Overview
Consider this simple scene to the right and suppose you want to point one of these persons to an addressee.
There are many ways in which you could do this, but most speakers have no difficulty in quickly deciding which information to include and how to realize this information verbally and non-verbally via referring expressions like “the man in a suit,” “the woman” and “the younger-looking man”. How do speakers do this?
Both in psycholinguistics and computational linguistics, researchers have addressed aspects of this question, but we still have an incomplete understanding of how the human production of referring expressions works. This project rests on the assumption that for a better, more complete understanding of this process, it is important to bridge the gap between the two disciplines. Such a bridge has both theoretical and methodological advantages. Psycholinguistics has important insights to offer in the human production of referring expressions and a methodology involving carefully constructed and controlled experiments; computational linguistics a well-established approach involving corpus analysis and computational modeling. Together they can be harnessed to achieve new scientific insights in the human production of referring expressions which in turn may result in a better understanding of speech production in general, especially where the interactions between speaker and addressee, between planning and realization, between verbal and non-verbal communication, and between scene perception and speech production are concerned.

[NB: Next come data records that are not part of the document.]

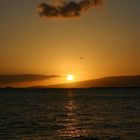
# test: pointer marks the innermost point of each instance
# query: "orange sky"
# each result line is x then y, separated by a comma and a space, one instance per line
107, 38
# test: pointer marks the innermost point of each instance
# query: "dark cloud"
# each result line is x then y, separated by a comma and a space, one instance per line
66, 9
6, 79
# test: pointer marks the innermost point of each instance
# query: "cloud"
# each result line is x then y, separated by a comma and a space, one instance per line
66, 9
7, 79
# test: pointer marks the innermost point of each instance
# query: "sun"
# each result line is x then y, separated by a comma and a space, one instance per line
70, 77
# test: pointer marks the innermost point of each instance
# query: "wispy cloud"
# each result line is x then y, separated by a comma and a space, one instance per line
6, 79
66, 9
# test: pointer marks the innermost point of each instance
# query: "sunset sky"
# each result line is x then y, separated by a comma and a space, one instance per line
102, 41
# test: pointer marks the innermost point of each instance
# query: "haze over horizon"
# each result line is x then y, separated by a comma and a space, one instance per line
87, 39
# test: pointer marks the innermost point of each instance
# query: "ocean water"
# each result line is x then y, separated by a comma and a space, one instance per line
69, 114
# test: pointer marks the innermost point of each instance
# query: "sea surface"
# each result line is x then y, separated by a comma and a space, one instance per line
70, 114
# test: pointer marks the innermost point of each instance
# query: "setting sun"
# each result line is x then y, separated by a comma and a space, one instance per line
70, 77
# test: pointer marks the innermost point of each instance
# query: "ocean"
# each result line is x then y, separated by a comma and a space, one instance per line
70, 114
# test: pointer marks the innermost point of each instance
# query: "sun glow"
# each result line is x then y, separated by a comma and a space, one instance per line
70, 77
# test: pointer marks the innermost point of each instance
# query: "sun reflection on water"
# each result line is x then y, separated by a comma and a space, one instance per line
72, 127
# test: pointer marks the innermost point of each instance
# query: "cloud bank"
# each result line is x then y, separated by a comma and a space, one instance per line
6, 79
66, 9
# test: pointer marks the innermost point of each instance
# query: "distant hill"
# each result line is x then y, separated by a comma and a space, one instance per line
112, 81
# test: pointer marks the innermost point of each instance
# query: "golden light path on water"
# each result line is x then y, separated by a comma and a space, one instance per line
72, 127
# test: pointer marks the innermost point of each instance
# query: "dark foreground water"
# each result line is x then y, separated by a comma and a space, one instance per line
90, 114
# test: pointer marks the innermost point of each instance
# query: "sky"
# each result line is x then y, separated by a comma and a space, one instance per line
90, 42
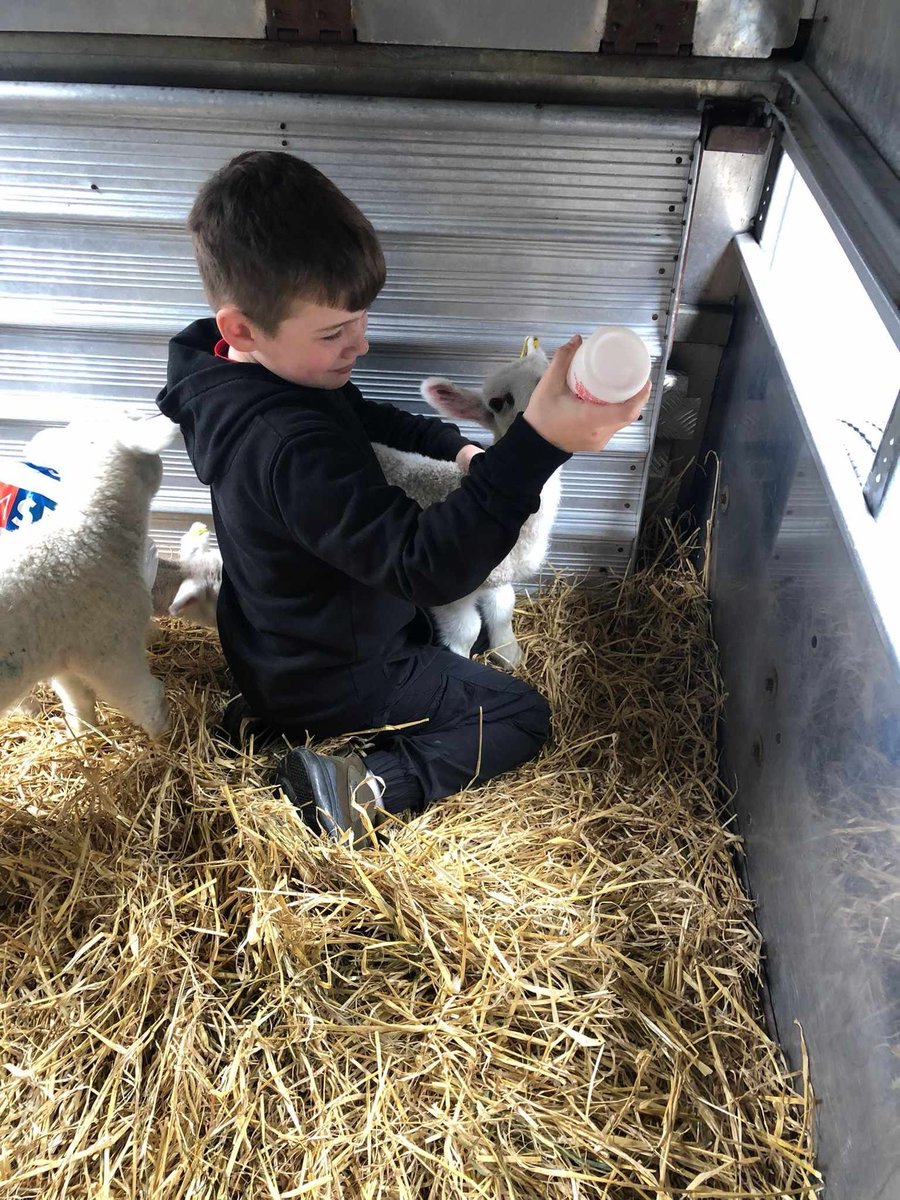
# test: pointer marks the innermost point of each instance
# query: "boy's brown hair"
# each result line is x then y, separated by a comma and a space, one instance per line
270, 229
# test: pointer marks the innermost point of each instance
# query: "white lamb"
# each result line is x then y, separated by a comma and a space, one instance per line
427, 480
75, 601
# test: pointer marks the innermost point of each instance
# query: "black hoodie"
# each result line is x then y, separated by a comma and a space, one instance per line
324, 563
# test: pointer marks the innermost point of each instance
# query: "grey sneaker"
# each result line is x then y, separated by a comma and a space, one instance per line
329, 792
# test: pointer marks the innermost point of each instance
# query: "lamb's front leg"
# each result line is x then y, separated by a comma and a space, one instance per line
497, 606
457, 624
77, 701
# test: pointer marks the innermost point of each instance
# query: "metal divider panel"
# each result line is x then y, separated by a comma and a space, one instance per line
498, 221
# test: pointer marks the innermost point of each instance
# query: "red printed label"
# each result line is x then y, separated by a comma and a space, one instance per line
582, 393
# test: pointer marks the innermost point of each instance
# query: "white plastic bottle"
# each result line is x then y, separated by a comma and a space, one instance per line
610, 366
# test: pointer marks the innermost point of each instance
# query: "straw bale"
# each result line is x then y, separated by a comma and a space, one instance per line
546, 987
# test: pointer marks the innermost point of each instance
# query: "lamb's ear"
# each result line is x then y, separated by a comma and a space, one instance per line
195, 541
189, 593
460, 403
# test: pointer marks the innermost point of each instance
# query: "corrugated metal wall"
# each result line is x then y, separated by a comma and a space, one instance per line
498, 221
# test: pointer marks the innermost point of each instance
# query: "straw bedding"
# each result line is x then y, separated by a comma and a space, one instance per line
545, 987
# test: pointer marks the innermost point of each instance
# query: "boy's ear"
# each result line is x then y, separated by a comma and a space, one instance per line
461, 403
235, 328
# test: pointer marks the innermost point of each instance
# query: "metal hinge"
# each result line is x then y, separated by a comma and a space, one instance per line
737, 129
885, 466
649, 27
310, 22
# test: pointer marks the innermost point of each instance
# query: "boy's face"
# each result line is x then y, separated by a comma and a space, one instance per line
316, 346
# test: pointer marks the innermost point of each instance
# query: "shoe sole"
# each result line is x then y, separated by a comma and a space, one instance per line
310, 789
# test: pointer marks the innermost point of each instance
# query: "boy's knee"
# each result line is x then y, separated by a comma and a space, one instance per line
537, 718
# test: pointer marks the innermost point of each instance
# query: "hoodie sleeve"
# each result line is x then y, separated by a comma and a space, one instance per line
406, 431
336, 503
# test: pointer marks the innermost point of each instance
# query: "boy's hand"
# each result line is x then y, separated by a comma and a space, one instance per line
571, 424
466, 455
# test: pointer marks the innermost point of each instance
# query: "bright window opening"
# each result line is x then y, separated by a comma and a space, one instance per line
843, 359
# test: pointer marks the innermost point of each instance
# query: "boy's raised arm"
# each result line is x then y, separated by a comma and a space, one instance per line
336, 504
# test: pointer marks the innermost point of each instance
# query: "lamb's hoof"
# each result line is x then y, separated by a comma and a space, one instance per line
508, 655
159, 725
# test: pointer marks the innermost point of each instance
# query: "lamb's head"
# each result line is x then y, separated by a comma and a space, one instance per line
504, 393
202, 567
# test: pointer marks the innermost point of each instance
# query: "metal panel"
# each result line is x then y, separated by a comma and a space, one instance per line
855, 49
201, 18
522, 76
526, 25
747, 28
497, 221
813, 736
725, 28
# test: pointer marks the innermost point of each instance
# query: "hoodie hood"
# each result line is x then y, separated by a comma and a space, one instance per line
201, 396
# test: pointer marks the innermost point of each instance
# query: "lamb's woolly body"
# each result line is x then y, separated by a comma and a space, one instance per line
505, 394
75, 603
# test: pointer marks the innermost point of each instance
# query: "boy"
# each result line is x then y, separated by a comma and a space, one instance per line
327, 569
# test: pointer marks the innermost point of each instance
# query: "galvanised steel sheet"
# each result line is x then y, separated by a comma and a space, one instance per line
498, 221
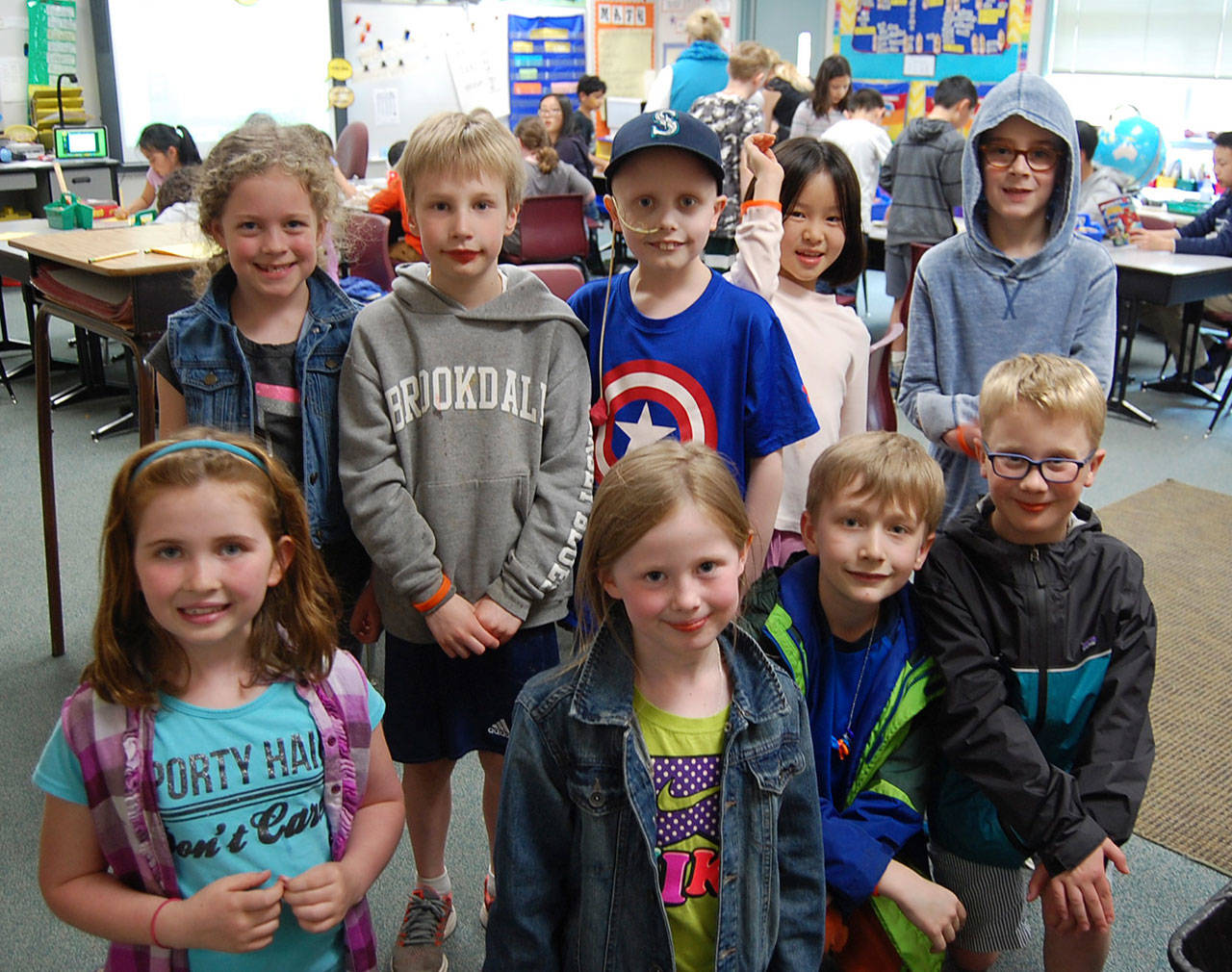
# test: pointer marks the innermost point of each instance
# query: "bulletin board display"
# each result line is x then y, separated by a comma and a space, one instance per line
546, 57
624, 46
413, 61
985, 39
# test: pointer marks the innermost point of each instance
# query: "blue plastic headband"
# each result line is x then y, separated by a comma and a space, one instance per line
202, 444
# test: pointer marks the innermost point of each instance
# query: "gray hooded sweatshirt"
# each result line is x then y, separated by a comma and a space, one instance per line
466, 448
972, 306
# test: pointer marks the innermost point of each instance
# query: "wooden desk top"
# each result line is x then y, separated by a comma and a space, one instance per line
75, 246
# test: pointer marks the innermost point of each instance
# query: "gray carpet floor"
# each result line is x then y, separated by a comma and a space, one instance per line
1162, 889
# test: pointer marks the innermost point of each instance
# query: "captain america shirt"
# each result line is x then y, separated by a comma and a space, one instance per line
720, 372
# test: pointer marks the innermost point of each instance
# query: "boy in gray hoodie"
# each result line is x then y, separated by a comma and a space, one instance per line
1017, 281
466, 471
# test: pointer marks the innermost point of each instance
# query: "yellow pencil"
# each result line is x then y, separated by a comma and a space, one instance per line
113, 256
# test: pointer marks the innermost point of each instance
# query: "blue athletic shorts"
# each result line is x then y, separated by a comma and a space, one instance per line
441, 707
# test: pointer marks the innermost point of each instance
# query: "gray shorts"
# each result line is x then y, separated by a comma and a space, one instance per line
898, 268
994, 898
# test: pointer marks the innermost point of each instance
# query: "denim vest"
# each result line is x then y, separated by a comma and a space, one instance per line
206, 355
577, 831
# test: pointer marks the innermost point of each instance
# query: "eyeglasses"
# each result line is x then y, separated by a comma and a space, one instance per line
1003, 155
1055, 470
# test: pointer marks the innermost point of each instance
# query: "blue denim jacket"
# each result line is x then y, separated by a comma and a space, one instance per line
207, 359
576, 834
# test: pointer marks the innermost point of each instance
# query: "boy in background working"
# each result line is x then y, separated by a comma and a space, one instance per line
676, 350
466, 471
1017, 280
1045, 638
923, 175
843, 623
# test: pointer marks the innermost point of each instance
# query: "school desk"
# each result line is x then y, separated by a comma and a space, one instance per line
1167, 278
144, 286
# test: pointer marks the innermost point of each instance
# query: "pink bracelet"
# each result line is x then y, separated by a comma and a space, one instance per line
154, 918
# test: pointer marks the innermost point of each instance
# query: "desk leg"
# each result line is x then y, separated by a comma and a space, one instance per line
47, 478
1126, 329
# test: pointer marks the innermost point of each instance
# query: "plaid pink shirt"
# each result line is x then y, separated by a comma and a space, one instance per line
116, 749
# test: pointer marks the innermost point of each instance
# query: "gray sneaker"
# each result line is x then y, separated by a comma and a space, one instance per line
429, 920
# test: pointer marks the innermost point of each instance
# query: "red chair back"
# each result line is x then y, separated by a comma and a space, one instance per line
370, 247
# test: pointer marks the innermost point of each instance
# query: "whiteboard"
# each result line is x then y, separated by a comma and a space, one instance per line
207, 64
414, 61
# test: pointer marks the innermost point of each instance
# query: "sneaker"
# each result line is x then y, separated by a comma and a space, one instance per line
485, 906
429, 920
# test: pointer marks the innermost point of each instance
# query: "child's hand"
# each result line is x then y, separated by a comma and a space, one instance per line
232, 914
500, 623
320, 897
762, 166
366, 616
1079, 898
456, 628
932, 908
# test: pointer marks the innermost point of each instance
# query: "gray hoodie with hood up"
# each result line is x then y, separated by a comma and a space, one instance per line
972, 306
466, 448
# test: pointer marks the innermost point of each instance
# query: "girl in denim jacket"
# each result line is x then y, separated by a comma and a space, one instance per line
219, 794
659, 806
262, 350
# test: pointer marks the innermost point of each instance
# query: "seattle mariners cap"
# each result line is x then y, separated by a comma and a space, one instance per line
670, 130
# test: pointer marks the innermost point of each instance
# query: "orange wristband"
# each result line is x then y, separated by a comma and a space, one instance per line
154, 918
441, 594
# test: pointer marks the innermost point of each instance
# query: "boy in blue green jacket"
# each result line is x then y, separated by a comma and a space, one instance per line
841, 621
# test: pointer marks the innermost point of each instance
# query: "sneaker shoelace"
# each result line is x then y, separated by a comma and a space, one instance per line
424, 920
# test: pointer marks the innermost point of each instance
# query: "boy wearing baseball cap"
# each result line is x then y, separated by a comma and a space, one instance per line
676, 350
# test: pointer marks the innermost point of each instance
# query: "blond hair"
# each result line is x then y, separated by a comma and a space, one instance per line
748, 61
639, 492
294, 632
704, 25
1054, 383
888, 467
255, 149
456, 141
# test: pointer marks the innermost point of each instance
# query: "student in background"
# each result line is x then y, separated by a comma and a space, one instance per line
215, 634
802, 225
659, 807
1193, 238
700, 69
391, 202
830, 100
1045, 638
1019, 280
733, 115
843, 623
467, 473
545, 175
262, 348
865, 141
674, 347
1098, 183
923, 175
166, 149
555, 113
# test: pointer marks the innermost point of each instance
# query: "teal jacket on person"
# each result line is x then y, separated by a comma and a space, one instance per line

Specific questions that are addressed in this project include: How does scene perception influence the production of referring expressions? Why and how do speakers overspecify their references? What is the impact of audience design and adaptation on the production of referring expressions? How do speech and gesture relate to each other? How are visual cues timed and produced during referring expression production? To what extent do speakers adapt their non-verbal realizations of referring expressions?